Sonntag, 24.02. | Nafplio – Mykene – Gythio

Nicht weit ist es bis nach Mykene, wo wir uns die Burg des Agamemnon ansehen, des Anführers der Griechen beim Kampf um Troja … Am Nachmittag fahren wir durch Arkadien und Lakonien und kommen östlich der Taygetos-Gebirges in die kleine, bildhübsche Hafenstadt Gythio im Süden der Halbinsel. Hier haben wir ein kleines, einfaches Hotel am Hafen gebucht. Vor dem Abendessen in einer Taverne bringt uns ein Spaziergang zu der kleinen Insel, auf der die schöne Helena ihre erste Liebesnacht mit Paris verbracht haben soll, bevor sie mit ihm nach Troja floh. (150 km)

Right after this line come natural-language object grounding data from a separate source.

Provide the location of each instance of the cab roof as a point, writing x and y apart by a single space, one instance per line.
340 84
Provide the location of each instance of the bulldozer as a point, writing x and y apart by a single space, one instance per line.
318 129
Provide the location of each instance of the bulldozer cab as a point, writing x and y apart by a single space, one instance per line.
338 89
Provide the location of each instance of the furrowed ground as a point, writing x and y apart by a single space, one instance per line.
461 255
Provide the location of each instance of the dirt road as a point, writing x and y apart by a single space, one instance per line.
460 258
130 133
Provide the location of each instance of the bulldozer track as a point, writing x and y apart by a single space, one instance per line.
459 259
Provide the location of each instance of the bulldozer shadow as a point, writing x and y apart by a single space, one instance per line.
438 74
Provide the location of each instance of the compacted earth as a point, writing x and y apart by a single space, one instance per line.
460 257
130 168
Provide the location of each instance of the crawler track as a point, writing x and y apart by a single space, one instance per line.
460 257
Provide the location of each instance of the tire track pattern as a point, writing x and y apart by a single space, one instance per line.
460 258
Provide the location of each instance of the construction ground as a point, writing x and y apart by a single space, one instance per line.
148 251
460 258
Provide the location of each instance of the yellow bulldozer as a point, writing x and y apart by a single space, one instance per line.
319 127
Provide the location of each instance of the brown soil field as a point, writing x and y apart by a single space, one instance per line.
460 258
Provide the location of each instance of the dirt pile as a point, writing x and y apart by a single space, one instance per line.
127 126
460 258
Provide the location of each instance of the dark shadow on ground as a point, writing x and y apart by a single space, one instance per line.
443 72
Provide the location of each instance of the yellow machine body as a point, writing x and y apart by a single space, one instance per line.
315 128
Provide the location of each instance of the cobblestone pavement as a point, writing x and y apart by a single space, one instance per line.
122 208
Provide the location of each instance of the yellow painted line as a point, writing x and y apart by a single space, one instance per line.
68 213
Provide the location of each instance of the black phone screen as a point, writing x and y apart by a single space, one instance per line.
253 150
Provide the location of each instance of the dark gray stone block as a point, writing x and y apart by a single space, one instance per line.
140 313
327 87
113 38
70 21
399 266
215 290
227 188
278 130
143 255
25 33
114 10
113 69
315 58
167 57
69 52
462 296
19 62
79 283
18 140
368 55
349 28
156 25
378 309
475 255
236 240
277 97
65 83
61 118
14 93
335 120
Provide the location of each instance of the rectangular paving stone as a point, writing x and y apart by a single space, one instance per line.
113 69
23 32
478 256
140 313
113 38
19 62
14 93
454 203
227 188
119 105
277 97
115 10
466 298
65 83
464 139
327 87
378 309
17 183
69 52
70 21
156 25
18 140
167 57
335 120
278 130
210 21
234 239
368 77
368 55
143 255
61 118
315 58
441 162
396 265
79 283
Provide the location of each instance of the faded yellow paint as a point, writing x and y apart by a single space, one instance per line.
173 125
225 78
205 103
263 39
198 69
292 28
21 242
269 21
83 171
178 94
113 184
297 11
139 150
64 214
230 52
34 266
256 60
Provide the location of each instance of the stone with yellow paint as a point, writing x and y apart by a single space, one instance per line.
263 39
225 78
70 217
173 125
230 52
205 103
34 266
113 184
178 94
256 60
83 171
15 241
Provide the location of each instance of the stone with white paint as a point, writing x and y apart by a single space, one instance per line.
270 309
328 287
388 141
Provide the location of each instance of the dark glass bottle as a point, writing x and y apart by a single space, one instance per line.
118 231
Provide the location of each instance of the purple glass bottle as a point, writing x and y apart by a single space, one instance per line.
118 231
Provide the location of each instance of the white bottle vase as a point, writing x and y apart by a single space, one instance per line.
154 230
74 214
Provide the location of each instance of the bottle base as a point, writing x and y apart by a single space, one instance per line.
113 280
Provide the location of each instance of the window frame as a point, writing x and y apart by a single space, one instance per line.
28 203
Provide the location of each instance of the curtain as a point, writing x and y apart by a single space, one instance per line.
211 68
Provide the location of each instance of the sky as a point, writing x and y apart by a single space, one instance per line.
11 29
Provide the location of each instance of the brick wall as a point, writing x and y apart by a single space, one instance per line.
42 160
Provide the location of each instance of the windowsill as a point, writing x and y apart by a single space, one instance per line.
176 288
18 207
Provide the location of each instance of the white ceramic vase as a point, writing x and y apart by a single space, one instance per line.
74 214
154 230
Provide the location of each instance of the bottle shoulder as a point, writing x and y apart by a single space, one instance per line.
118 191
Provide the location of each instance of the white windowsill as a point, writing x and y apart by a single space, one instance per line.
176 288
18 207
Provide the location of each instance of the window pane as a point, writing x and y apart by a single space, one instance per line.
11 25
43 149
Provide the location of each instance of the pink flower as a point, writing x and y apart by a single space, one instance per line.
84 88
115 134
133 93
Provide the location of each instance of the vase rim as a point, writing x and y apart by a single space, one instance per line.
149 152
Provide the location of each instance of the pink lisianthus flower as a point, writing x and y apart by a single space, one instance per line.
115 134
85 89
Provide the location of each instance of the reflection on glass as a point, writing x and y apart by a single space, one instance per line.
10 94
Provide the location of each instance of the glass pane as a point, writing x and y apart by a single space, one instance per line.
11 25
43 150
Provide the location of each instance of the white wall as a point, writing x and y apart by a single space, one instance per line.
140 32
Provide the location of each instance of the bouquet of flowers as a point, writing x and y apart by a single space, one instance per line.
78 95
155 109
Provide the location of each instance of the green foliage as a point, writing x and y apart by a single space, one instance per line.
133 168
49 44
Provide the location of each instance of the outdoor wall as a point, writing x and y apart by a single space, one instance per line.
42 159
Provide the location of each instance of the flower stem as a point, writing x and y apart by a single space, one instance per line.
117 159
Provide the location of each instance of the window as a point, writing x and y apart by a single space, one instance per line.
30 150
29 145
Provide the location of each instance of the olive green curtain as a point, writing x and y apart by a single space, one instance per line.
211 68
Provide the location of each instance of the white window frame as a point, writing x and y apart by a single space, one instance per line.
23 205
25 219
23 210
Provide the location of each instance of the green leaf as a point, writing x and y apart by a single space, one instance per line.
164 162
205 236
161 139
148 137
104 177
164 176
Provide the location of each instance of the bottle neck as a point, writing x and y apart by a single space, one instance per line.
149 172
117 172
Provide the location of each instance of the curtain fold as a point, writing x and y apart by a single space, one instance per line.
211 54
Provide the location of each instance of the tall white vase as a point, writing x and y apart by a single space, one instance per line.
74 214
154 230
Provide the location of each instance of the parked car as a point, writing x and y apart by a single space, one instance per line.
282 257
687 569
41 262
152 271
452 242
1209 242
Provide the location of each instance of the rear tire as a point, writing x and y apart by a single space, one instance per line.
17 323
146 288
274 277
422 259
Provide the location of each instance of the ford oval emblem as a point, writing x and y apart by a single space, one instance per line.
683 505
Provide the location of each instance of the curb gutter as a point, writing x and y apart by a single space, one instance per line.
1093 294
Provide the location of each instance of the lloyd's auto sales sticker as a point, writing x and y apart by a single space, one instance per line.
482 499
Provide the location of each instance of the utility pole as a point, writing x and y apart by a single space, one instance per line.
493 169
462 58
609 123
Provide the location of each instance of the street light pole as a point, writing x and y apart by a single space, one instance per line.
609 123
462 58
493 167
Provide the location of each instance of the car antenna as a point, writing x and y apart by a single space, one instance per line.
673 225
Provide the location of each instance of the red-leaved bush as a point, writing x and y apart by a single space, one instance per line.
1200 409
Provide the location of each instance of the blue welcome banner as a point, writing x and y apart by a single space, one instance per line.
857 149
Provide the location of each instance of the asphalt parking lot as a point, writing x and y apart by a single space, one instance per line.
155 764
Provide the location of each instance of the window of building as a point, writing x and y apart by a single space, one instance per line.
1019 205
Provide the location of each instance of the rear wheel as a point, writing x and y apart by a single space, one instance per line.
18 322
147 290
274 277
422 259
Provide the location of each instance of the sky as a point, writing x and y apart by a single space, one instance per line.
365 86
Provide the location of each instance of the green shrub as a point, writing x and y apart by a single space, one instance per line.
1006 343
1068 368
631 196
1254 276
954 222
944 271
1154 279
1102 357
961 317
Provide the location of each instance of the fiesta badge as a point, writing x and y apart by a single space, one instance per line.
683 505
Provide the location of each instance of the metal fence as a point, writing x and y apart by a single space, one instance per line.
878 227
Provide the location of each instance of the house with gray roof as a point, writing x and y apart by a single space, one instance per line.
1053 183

Montag, 25.02. | Gythio – Monemvasia

Ein Ausflug führt uns heute in den Südosten Lakoniens in die idyllisch auf einem Felsen liegende Siedlung von Monemvasia, wohin sich gerade jetzt kaum ein Reisender aufmacht. Über einen Damm gelangen wir auf die Felseninsel und streifen durch die engen Gassen der restaurierten Häuser im byzantinischen und venezianischen Baustil und gelange hoch auf das Felsplateau. Dort oben bei der Kirche Agia Sofia haben wir einen wunderbaren Aussicht auf die Küstenlandschaft, ins dahinter liegende Berge und Täler sowie auf das Meer. Genauso schön wie dieser reizende Ort ist jedoch auch die Fahrt durch die fruchtbaren Landschaften und die Dörfer und Städtchen am Wege. (130 km)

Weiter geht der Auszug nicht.